2018/12/5(水) 13:48配信

Bloomberg

マレーシアの政府系投資会社1マレーシア・デベロップメント(1MDB)の汚職スキャンダルに関係する実態の不透明なスイスの銀行と米銀ゴールドマン・サックス・グループが取引し、ゴールドマンが思いがけない損失にさらされたことが明らかになった。

スイスの銀行ファルコン・プライベート・バンクは、1MDBからの多額の資金の流出経路となっていた疑いが2015年末に浮上し、一連のスキャンダルで同行が果たした役割が焦点となった。シンガポール当局は翌年7月までに同行でマネーロンダリング(資金洗浄)規則への「重大な違反」があったと認定した。

事情に詳しい複数の関係者によれば、ドイツ人起業家のラース・ウィントホルスト氏の勧めで、ゴールドマンはその数週間後にファルコンとの取引に入った。この取引は失敗し、ゴールドマンが数百万ドルの損失に一時さらされ、解雇した幹部が同行を相手取り訴訟を起こす事態に発展した。内部統制に厳しい目が注がれることを避けるため、ゴールドマンが自分をスケープゴートにしたと幹部は主張している。
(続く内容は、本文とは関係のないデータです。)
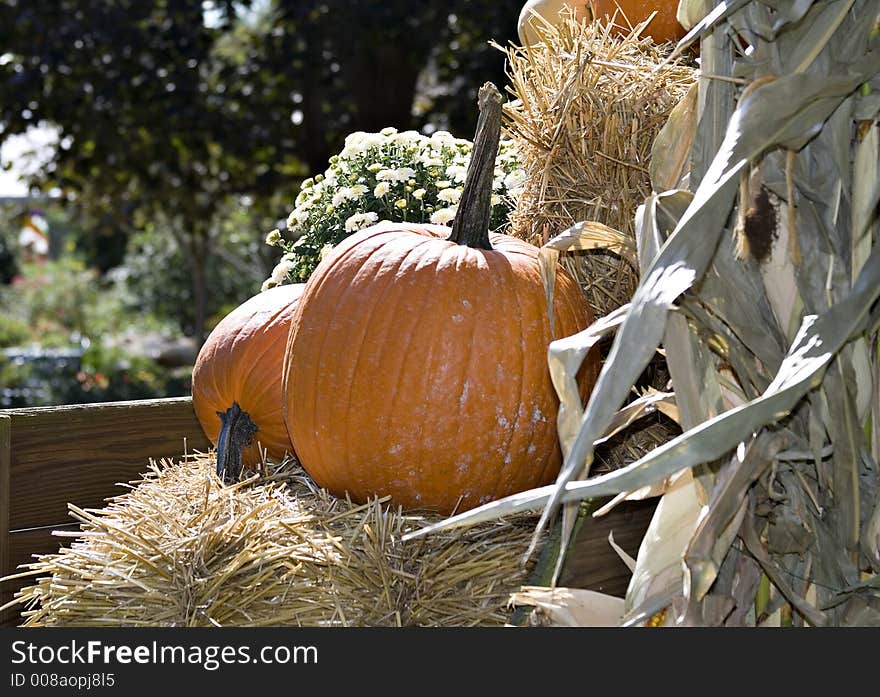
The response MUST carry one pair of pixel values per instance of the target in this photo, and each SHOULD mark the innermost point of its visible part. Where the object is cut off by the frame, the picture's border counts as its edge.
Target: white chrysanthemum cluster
(390, 175)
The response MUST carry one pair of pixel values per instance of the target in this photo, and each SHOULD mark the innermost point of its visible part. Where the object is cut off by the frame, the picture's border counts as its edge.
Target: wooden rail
(52, 456)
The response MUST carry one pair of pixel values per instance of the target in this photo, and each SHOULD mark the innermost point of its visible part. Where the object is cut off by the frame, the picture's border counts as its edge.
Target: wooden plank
(23, 545)
(77, 453)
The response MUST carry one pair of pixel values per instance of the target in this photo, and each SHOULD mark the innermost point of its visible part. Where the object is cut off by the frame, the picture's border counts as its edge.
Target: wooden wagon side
(52, 456)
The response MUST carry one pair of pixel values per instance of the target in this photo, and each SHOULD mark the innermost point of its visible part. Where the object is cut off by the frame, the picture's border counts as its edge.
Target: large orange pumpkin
(236, 380)
(417, 363)
(663, 27)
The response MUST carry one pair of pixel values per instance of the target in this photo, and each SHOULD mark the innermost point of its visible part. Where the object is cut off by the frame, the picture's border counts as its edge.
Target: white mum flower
(296, 218)
(456, 172)
(359, 221)
(281, 271)
(396, 175)
(444, 215)
(342, 195)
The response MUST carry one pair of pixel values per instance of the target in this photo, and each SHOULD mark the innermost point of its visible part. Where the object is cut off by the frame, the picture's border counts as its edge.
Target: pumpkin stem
(236, 433)
(471, 224)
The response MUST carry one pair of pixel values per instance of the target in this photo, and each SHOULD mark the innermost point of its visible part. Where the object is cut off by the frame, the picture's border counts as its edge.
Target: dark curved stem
(236, 433)
(471, 224)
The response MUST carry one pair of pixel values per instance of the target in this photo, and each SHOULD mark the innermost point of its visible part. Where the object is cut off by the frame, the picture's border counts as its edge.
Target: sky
(26, 153)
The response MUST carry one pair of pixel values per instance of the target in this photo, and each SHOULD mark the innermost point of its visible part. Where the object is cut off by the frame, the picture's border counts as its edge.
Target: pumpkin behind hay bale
(587, 107)
(237, 375)
(182, 549)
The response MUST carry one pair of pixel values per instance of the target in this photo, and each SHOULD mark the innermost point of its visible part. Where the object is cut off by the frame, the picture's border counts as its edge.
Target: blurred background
(148, 146)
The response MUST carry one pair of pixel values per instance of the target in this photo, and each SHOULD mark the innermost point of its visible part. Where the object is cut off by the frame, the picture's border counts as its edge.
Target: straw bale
(180, 548)
(586, 106)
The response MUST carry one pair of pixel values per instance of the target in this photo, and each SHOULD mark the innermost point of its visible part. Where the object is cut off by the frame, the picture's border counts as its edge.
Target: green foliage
(156, 277)
(169, 110)
(13, 331)
(385, 176)
(62, 328)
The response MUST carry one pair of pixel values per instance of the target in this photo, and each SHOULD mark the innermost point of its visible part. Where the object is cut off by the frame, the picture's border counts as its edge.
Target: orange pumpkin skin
(241, 361)
(417, 369)
(664, 27)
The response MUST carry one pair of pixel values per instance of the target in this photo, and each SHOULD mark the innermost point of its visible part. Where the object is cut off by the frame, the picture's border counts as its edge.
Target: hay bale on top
(182, 549)
(586, 108)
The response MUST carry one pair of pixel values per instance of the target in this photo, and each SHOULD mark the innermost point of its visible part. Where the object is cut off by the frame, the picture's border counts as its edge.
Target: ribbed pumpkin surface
(241, 361)
(418, 369)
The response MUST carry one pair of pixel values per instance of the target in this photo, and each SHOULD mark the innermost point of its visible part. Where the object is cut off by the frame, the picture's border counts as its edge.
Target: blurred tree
(173, 110)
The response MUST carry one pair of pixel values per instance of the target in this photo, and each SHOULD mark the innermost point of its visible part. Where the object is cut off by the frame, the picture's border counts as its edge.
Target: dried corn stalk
(760, 281)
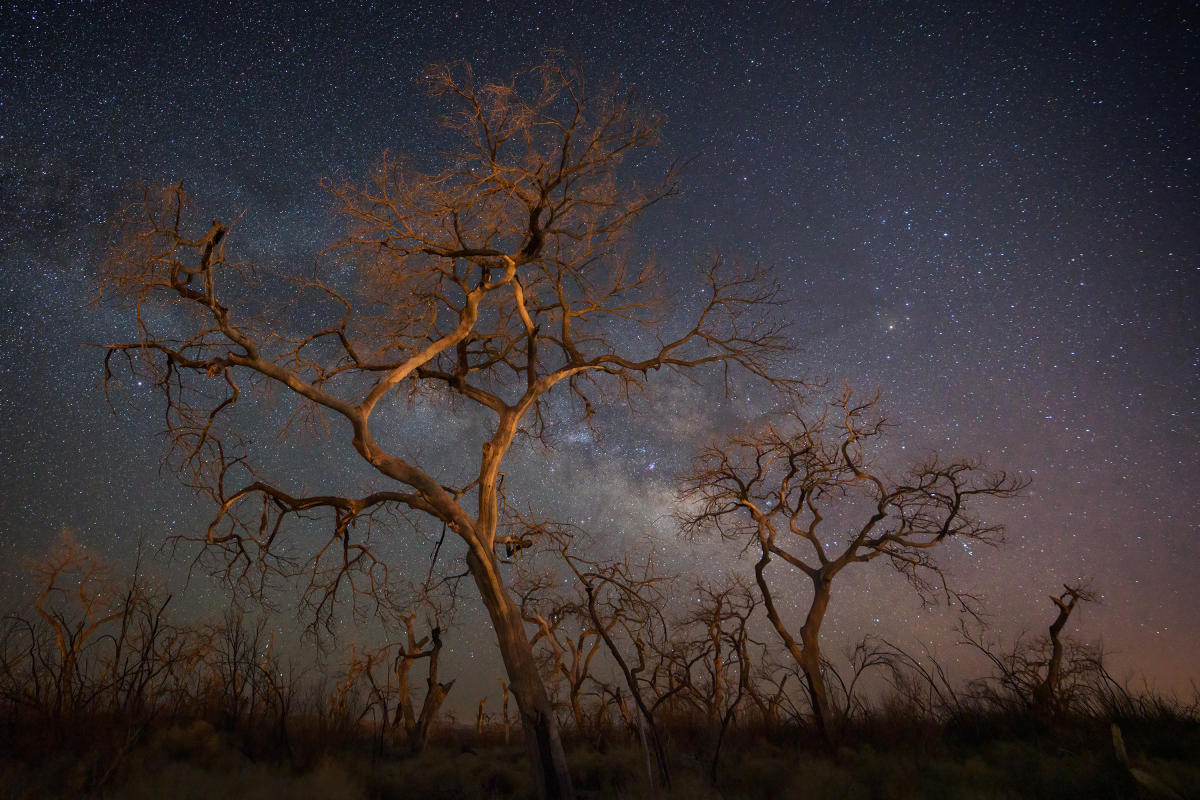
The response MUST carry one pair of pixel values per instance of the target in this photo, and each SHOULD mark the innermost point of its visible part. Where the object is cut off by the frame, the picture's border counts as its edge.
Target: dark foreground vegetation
(888, 753)
(102, 693)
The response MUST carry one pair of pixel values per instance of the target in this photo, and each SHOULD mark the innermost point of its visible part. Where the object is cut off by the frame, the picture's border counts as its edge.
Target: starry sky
(989, 212)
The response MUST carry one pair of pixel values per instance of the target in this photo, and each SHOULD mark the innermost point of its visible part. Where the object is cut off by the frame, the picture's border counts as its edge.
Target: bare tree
(803, 491)
(1048, 674)
(497, 282)
(1047, 692)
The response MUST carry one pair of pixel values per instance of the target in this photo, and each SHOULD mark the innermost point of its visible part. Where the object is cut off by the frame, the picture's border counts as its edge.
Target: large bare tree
(804, 491)
(493, 283)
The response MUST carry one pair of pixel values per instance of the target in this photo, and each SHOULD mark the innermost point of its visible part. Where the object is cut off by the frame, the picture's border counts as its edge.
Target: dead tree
(570, 639)
(417, 726)
(502, 280)
(804, 492)
(1047, 692)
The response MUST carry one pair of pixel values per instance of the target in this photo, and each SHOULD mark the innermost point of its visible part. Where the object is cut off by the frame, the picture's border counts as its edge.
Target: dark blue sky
(987, 211)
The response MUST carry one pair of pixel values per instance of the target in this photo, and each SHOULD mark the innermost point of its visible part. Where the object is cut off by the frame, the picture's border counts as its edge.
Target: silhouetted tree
(1045, 693)
(803, 491)
(498, 281)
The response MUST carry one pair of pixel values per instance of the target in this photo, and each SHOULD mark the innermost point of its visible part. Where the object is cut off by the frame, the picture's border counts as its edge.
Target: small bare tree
(1047, 692)
(499, 281)
(804, 492)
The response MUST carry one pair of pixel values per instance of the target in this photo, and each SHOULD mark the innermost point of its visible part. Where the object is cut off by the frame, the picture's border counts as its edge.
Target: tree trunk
(543, 739)
(810, 657)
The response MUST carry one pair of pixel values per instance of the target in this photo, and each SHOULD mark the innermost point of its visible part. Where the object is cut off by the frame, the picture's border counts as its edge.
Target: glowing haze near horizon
(987, 211)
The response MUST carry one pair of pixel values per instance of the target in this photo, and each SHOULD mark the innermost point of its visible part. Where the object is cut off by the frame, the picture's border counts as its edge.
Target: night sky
(987, 211)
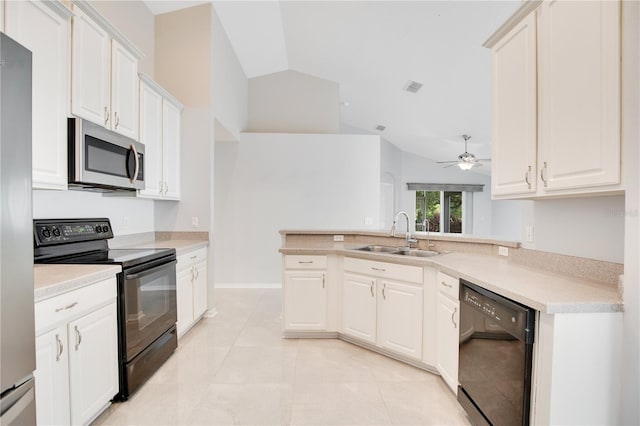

取引は16年8月に行われた。同年10月までにシンガポール当局はファルコンの免許を取り消し、支店マネジャーを逮捕した。ゴールドマンがその後さらにファルコンとの取引に関与した気配はなく、ファルコンは仮想通貨とデジタルプライベートバンキングに軸足を移した。

ゴールドマンとファルコンの担当者は、コメントを控えている。

原題:Misfired Goldman Trade in 2016 Involved Firm Tainted by 1MDB (1)(抜粋)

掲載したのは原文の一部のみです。